When the action is happening, and you’re in a match, Soulcalibur VI is pretty damn great. No matter who you pick or your skill level, every match has a great flow to it. It’s especially worth noting how fast paced the flow of every match and how there’s just so many mechanics to draw upon to make every battle feel dynamic and ever changing. It’s also inviting to newcomers, but without sacrificing any of the technical complexity that the previous games have had. Every game has introduced new mechanics of some sort, but Soulcalibur VI effectively cherry picks the best from each to create a “greatest hits” battle system.The only new inclusion solely for VI is the Reversal Edge system, though I’m personally not entirely keen on it. Initiated with a single button press, it’s a mechanic that behaves similarly to the Clash system in Injustice albeit less cinematic. Once you’re in a Reversal Edge situation, both players must input an attack and the game decides (like rock-paper-scissors) who the winner of the clash is. It’s a system that I’m sure newcomers will adore, but I just found it interrupted the flow of the battle too much for my liking and for too little a reward.

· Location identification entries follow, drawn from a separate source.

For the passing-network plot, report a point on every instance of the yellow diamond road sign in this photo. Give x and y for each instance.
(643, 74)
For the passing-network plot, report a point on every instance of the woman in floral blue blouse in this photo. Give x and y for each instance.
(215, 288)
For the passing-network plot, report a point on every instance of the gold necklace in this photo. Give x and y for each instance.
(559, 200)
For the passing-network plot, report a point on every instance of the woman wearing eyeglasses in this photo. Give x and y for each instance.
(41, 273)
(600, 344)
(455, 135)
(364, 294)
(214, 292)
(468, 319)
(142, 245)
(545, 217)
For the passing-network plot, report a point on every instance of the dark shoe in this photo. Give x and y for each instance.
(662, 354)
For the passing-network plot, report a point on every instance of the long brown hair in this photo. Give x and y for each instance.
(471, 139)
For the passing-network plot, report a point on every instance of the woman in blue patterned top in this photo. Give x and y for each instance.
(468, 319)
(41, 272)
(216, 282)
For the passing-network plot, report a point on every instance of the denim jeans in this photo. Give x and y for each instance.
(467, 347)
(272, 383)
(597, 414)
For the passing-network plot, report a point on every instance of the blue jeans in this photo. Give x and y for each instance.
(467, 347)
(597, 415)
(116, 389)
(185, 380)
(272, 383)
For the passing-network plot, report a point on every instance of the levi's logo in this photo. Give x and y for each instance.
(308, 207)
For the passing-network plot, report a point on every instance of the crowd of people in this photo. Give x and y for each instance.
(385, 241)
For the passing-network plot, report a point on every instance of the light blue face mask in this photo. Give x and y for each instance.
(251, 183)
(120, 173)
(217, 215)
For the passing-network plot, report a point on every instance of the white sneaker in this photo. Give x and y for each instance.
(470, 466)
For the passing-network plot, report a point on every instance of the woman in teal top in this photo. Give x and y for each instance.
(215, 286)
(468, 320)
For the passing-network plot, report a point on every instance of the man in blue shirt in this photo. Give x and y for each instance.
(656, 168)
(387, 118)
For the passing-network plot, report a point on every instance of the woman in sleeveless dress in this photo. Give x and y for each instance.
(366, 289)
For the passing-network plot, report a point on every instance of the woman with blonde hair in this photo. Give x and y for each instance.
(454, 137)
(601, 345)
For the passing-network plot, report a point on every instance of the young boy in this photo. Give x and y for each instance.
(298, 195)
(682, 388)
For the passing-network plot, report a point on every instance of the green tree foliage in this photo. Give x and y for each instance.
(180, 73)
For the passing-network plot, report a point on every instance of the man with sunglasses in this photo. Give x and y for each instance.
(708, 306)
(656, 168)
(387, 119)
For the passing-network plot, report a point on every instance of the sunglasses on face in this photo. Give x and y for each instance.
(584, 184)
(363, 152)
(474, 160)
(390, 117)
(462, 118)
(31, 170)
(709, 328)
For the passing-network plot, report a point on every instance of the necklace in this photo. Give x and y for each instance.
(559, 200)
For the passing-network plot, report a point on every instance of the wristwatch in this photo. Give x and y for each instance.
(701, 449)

A fighting game is only as strong as its roster and thankfully Soulcalibur VI delivers on that front. There’s a few obvious favourites missing, admittedly, but the selection on offer here is diverse. Thankfully, there’s barely any clones so every character feels unique. Further diversifying the roster is the addition of character specific skills, which are little quirks or traits that just make each character feel more individually unique. Finally, as you’d expect, Geralt appears as a guest character and has a huge breadth of moves and abilities that faithfully draw from his appearance in The Witcher series.Create-A-Soul is back too and is already wreaking havoc on the internet, though it’s just a testament to how robust this character creator is. People have already created the likes of Magikarp, Ronald McDonald and an unusually well-endowed lizard using Create-A-Soul and I imagine as more parts get added to the mode that it’ll only get crazier. It’s worth mentioning here, however, that there’s less pieces of equipment on offer to create a character than what appeared in Soulcalibur V, presumably so more parts can be sold as DLC down the track, which is a bit disappointing.

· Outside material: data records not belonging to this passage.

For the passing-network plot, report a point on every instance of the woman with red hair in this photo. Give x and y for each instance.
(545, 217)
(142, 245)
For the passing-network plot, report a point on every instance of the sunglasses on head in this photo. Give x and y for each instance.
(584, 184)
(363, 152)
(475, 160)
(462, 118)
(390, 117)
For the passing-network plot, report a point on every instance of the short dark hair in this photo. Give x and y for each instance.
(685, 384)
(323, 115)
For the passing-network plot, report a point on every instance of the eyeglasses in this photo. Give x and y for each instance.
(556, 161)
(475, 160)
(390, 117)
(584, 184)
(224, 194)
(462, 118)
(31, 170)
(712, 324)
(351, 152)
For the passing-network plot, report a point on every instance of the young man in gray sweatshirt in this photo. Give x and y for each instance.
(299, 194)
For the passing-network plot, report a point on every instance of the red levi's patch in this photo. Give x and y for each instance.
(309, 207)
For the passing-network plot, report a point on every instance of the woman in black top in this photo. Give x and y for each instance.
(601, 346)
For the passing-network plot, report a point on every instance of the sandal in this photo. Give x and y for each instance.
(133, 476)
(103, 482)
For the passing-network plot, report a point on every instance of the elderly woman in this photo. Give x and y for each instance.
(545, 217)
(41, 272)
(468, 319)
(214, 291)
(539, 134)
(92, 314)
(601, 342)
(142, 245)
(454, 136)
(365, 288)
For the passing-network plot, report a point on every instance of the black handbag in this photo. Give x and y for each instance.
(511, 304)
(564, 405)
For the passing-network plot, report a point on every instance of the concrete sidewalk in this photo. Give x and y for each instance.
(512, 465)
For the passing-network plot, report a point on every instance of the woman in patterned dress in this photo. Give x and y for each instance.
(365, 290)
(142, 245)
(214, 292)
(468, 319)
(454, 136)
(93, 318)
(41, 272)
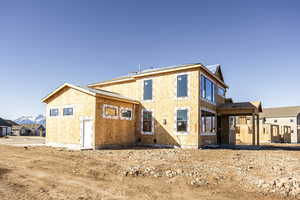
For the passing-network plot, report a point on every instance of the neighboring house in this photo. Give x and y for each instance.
(5, 127)
(29, 130)
(182, 106)
(277, 125)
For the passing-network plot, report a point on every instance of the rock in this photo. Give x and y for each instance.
(199, 182)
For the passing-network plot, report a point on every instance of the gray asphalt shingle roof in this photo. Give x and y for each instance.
(291, 111)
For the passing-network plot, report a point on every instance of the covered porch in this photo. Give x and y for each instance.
(226, 122)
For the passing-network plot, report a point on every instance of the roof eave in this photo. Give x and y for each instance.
(191, 66)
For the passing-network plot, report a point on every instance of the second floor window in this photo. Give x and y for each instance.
(54, 112)
(147, 90)
(68, 111)
(221, 91)
(207, 89)
(182, 85)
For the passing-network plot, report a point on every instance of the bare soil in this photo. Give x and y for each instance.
(52, 173)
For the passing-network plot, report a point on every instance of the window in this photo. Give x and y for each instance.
(221, 91)
(208, 124)
(147, 125)
(68, 111)
(126, 113)
(54, 112)
(110, 111)
(182, 85)
(207, 89)
(148, 90)
(182, 120)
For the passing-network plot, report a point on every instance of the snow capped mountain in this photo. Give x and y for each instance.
(40, 119)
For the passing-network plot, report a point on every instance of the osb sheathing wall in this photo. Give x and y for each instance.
(114, 132)
(164, 106)
(211, 139)
(66, 129)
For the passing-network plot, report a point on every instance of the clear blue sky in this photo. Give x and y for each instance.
(46, 43)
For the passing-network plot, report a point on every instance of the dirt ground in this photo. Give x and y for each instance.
(52, 173)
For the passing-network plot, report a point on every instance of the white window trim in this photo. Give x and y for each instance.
(142, 116)
(68, 106)
(51, 108)
(204, 99)
(188, 88)
(126, 118)
(109, 116)
(188, 121)
(142, 98)
(216, 122)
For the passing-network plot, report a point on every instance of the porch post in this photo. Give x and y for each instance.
(257, 121)
(253, 129)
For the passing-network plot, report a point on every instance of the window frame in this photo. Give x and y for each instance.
(187, 85)
(152, 87)
(142, 122)
(110, 116)
(203, 90)
(127, 109)
(214, 123)
(188, 121)
(223, 91)
(68, 106)
(53, 108)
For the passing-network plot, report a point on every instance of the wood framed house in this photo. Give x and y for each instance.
(183, 106)
(5, 127)
(277, 125)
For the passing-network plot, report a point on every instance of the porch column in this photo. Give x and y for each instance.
(257, 121)
(253, 129)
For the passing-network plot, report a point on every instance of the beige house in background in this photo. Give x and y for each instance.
(183, 106)
(277, 125)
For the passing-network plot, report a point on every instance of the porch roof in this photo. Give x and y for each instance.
(240, 108)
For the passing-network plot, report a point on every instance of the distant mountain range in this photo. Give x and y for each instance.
(40, 119)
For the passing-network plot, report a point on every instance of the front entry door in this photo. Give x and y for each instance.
(87, 134)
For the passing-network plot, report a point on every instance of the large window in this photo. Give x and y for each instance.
(54, 112)
(182, 120)
(110, 111)
(207, 89)
(208, 122)
(147, 125)
(148, 90)
(221, 91)
(68, 111)
(182, 85)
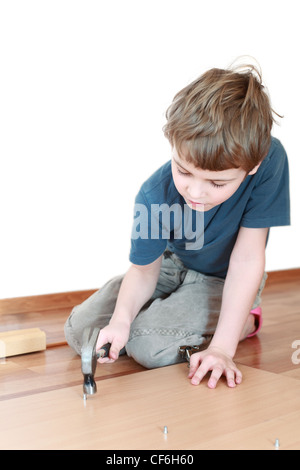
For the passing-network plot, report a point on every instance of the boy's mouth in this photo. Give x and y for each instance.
(196, 203)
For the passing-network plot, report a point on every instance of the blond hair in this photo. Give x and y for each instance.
(222, 120)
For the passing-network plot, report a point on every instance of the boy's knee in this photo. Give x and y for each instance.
(150, 353)
(72, 335)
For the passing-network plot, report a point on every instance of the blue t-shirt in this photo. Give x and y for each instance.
(262, 200)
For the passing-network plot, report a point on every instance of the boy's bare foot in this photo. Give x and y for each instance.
(249, 327)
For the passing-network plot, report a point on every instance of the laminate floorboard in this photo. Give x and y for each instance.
(46, 377)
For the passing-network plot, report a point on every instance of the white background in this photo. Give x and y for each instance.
(84, 86)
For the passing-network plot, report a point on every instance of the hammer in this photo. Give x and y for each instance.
(89, 359)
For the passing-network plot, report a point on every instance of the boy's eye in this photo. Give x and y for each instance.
(182, 172)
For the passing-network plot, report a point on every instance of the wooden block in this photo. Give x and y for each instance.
(13, 343)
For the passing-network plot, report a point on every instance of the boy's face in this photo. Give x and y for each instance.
(203, 189)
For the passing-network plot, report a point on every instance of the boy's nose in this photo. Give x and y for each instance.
(196, 192)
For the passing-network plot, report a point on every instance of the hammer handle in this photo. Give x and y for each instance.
(103, 352)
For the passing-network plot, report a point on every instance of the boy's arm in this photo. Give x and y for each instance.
(136, 289)
(245, 272)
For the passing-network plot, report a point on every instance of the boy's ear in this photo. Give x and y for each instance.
(252, 172)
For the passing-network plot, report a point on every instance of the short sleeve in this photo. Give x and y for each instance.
(269, 203)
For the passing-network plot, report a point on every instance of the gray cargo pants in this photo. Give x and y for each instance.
(183, 310)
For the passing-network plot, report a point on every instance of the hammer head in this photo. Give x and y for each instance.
(89, 359)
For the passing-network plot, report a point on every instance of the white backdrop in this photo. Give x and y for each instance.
(84, 86)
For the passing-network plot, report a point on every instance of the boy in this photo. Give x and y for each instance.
(226, 185)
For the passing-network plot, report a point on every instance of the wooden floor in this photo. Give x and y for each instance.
(46, 387)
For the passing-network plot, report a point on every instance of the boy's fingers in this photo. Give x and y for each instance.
(215, 376)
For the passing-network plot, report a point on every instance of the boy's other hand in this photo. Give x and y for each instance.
(217, 361)
(117, 334)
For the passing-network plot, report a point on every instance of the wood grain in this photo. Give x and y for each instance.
(130, 412)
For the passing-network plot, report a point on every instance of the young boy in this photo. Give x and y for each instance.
(226, 184)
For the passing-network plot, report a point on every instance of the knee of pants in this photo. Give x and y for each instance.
(71, 336)
(153, 351)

Also, a bit of a downer is the rather simplistic online offerings the game has – casual and ranked matches are the only two options for playing online. Thankfully, despite this barebones offering, the netcode holds up really well and there were not many matches where unruly lag would get the better of me.From a visual standpoint, Soulcalibur VI is easily the best looking in the series though it’s not quite the best-looking fighting game on the market right now. Still, the game flows smoothly at a very steady framerate which keeps the battles feeling fast. The character models are incredibly detailed too, though sometimes the arenas you’ll be fighting in have that weird low-resolution shimmer effect at times. Admittedly it’s rare that you’ll be standing still admiring the architecture of the arenas in a game like this, but it was just immediately noticeable to me that this game doesn’t look as good as say Tekken 7.
THE PLAYSTATION 4 VERSION OF THIS GAME WAS PLAYED ON A PLAYSTATION 4 PRO FOR THE PURPOSE OF THIS REVIEW. DIGITAL REVIEW CODE WAS PROVIDED BY THE PUBLISHER.
With robust single-player offerings, as well as a fast paced and dynamic fighting system, Soulcalibur VI represents the best the series has been for a long time. It has a great and diverse roster of characters, and Geralt fits right into the world too. It’s just a little bit of a shame that it’s missing a few things from previous games. Despite this, Soulcalibur VI is easily the best Soulcalibur game and one of the best 3D fighters you can play right now.